I have a working Dataflow pipeline the first runs setup.py to install some local helper modules. I now want to use Cloud Composer/Apache Airflow to schedule the pipeline. I've created my DAG file and placed it in the designated Google Storage DAG folder along with my pipeline project. The folder structure looks like this:
{Composer-Bucket}/
dags/
--DAG.py
Pipeline-Project/
--Pipeline.py
--setup.py
Module1/
--__init__.py
Module2/
--__init__.py
Module3/
--__init__.py
The part of my DAG that specifies the setup.py file looks like this:
resumeparserop = dataflow_operator.DataFlowPythonOperator(
task_id="resumeparsertask",
py_file="gs://{COMPOSER-BUCKET}/dags/Pipeline-Project/Pipeline.py",
dataflow_default_options={
"project": {PROJECT-NAME},
"setup_file": "gs://{COMPOSER-BUCKET}/dags/Pipeline-Project/setup.py"})

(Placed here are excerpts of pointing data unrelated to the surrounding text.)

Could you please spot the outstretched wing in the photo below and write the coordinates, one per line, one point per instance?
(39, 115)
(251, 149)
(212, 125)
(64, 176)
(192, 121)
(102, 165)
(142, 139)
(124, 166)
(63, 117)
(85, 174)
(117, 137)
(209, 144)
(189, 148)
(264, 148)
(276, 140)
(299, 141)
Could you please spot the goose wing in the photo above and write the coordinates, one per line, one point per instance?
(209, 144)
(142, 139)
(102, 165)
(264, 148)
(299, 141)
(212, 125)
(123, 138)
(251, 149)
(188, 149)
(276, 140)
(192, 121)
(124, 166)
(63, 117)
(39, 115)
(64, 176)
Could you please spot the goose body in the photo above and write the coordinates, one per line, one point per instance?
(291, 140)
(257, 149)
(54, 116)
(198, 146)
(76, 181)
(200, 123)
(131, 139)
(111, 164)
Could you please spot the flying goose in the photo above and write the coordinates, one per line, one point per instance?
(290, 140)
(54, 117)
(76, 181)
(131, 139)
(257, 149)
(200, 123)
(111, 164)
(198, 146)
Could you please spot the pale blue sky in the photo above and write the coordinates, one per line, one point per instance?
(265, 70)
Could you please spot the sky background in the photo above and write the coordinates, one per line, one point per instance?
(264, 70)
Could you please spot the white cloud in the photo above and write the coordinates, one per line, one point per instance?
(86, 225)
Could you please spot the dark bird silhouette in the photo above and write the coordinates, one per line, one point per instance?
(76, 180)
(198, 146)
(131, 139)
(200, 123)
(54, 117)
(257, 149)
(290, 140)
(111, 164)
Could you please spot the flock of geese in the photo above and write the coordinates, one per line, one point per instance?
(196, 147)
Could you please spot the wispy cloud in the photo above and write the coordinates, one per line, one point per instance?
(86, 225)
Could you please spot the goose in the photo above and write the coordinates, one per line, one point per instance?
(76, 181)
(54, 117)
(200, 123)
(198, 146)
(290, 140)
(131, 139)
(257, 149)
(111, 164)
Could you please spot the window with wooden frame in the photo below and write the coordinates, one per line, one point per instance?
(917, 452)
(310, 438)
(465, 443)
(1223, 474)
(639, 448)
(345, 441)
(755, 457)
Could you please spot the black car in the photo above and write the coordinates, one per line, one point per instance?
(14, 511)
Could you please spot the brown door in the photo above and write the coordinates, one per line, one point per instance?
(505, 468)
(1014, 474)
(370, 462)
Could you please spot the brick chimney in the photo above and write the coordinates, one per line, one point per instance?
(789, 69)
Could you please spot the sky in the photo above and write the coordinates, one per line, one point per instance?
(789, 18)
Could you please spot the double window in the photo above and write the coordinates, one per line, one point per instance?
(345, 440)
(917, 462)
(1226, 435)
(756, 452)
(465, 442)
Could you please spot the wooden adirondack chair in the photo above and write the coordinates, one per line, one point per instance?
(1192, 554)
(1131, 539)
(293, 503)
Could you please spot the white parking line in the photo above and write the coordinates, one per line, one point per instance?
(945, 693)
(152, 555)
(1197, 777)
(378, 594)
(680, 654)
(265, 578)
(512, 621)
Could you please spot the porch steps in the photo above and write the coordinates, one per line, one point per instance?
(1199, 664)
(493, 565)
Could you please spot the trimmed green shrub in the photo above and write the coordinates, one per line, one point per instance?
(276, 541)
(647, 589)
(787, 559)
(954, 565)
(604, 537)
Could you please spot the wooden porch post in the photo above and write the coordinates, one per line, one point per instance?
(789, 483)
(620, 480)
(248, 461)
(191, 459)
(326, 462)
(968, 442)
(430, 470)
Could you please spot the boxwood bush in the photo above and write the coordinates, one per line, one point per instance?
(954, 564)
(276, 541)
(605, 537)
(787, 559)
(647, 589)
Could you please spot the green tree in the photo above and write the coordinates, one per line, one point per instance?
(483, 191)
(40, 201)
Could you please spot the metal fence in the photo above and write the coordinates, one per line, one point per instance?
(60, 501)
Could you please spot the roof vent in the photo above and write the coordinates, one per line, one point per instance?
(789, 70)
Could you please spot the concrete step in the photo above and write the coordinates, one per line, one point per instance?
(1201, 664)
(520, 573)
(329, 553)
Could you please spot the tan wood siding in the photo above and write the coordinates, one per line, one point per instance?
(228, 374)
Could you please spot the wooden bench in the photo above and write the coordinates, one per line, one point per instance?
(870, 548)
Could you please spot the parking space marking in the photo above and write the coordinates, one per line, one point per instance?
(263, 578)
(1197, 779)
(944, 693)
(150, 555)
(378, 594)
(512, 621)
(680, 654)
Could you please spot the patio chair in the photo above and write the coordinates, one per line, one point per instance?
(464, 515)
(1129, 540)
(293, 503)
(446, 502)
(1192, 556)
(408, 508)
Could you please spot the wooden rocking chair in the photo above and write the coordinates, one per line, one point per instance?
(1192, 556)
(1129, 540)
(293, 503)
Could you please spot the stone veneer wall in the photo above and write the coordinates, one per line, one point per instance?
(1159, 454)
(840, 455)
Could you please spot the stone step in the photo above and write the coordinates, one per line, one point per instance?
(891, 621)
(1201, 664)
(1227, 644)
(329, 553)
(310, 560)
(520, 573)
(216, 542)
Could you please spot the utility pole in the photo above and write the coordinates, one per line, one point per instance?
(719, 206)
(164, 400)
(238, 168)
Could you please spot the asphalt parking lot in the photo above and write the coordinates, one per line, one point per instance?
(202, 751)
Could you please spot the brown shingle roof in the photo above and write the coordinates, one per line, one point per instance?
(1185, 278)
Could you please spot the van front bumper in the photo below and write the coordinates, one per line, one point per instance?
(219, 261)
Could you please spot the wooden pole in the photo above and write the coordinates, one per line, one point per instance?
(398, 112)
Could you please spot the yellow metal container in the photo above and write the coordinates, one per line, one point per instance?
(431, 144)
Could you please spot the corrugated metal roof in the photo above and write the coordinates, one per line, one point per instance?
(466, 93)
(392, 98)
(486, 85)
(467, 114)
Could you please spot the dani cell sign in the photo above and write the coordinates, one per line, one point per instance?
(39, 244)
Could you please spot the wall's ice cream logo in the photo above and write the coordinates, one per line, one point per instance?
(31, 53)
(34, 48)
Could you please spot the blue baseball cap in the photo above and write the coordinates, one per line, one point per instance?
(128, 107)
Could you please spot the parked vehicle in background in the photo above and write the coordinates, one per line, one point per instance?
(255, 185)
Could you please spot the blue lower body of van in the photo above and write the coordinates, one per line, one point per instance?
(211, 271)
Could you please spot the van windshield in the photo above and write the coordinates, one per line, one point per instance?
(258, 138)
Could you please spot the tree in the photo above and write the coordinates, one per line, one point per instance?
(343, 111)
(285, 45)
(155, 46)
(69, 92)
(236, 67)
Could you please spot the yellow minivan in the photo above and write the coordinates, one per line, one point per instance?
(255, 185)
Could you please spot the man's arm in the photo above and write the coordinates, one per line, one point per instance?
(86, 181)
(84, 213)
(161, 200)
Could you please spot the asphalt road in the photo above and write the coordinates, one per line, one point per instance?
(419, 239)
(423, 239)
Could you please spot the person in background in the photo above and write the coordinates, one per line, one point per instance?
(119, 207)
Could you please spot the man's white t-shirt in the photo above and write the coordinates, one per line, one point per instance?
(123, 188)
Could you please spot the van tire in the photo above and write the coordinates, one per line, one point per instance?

However, when I look at the logs in the Airflow Web UI, I get the error:
RuntimeError: The file gs://{COMPOSER-BUCKET}/dags/Pipeline-Project/setup.py cannot be found. It was specified in the --setup_file command line option.
I am not sure why it is unable to find the setup file. How can I run my Dataflow pipeline with the setup file/modules?